Data Type Configuration
Here, Data Type denotes a distinct flow of data into the system in which all the raw input arrives in the same binary format and conforms to some well-defined information schema (e.g., an XML dataset where all the input files conform to the same XSD)
Configuration Files
- File Name: {Data Type}-config.xml
- The only requirement for the file name is that it must end with “-config.xml”
- Example file: myjson-ingest-config.xml
- Edge definitions for the data type, if any, should be defined in a distinct, global config file
- Example file: edge-definitions.xml
Properties
In practice, the settings available to a given data type may originate from any number of specialized classes throughout the ingest API, each class establishing its own set of configurable behaviors for various ingest-related purposes. Thus, the properties below are a relatively small subset of all those possible, but they represent core settings that will be common across most, if not all, of your data types.
Property Name | Description |
---|---|
data.name | This value is effectively an identifier for both the data type and its associated data feed. Therefore, the value
must be unique across all data type configs.
Unless a (data.name).output.name value is specified, this value will also be used as the Data Type (DT) identifier (and Column Family prefix) for all associated objects in the primary data table. If so, then it may be leveraged by query clients for data filtering purposes. Note that '(data.name).' must be used as a prefix for (most of) the data type's remaining property names |
(data.name).output.name | This value will be used to identify the Data Type (DT) and to establish the Column Family prefix for all associated
data objects in Accumulo. Thus, query clients may leverage this value for data filtering.
Unlike data.name, this value does not have to be unique across all configs.
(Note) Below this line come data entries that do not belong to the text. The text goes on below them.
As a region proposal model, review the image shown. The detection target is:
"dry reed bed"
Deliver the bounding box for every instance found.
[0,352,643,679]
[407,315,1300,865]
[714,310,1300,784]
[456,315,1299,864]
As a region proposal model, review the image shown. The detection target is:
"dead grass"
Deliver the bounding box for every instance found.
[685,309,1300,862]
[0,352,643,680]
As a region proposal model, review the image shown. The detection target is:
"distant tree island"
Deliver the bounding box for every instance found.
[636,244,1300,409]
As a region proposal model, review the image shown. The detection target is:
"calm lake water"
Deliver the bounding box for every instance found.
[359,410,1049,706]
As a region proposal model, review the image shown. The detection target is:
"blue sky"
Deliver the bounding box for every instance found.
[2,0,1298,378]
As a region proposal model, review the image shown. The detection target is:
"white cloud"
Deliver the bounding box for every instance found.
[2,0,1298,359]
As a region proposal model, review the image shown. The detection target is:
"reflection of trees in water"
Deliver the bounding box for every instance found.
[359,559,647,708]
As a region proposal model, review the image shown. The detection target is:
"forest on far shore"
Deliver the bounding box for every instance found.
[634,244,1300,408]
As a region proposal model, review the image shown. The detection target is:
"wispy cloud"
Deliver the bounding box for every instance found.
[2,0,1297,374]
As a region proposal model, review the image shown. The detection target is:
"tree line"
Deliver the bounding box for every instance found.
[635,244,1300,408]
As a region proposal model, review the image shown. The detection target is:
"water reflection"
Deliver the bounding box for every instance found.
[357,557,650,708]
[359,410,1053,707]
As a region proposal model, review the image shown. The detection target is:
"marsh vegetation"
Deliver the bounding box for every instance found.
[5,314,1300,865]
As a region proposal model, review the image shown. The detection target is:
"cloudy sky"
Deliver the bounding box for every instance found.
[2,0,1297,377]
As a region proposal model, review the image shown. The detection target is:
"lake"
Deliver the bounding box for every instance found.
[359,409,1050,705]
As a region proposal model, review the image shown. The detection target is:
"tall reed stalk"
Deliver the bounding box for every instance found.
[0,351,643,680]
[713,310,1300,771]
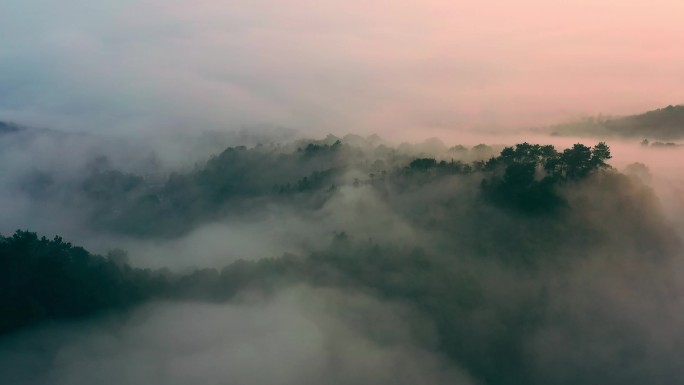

For example, we might find later on that there is enrichment info related to our original data feed that we'd like to incorporate. Rather than modify the original data feed and its config, we may opt to establish a new feed with its own distinct config. If so, we may find it beneficial to reuse the *.output.name value in the new feed's configuration Using the same output name for the new feed allows its data objects in Accumulo to be merged into and collocated with the corresponding data objects from the original feed, provided that both are utilizing compatible sharding and UID creation strategies for their respective objects |
(data.name).data.category.date | A known field name within the data to be used, if present, for the given object's shard row date (a.k.a. "event date"), thus affecting the object's partition assignment within the primary data table |
(data.name).data.category.date.formats | Known/valid date format(s) for the field identified by (data.name).data.category.date. Comma-delimited, if more than one.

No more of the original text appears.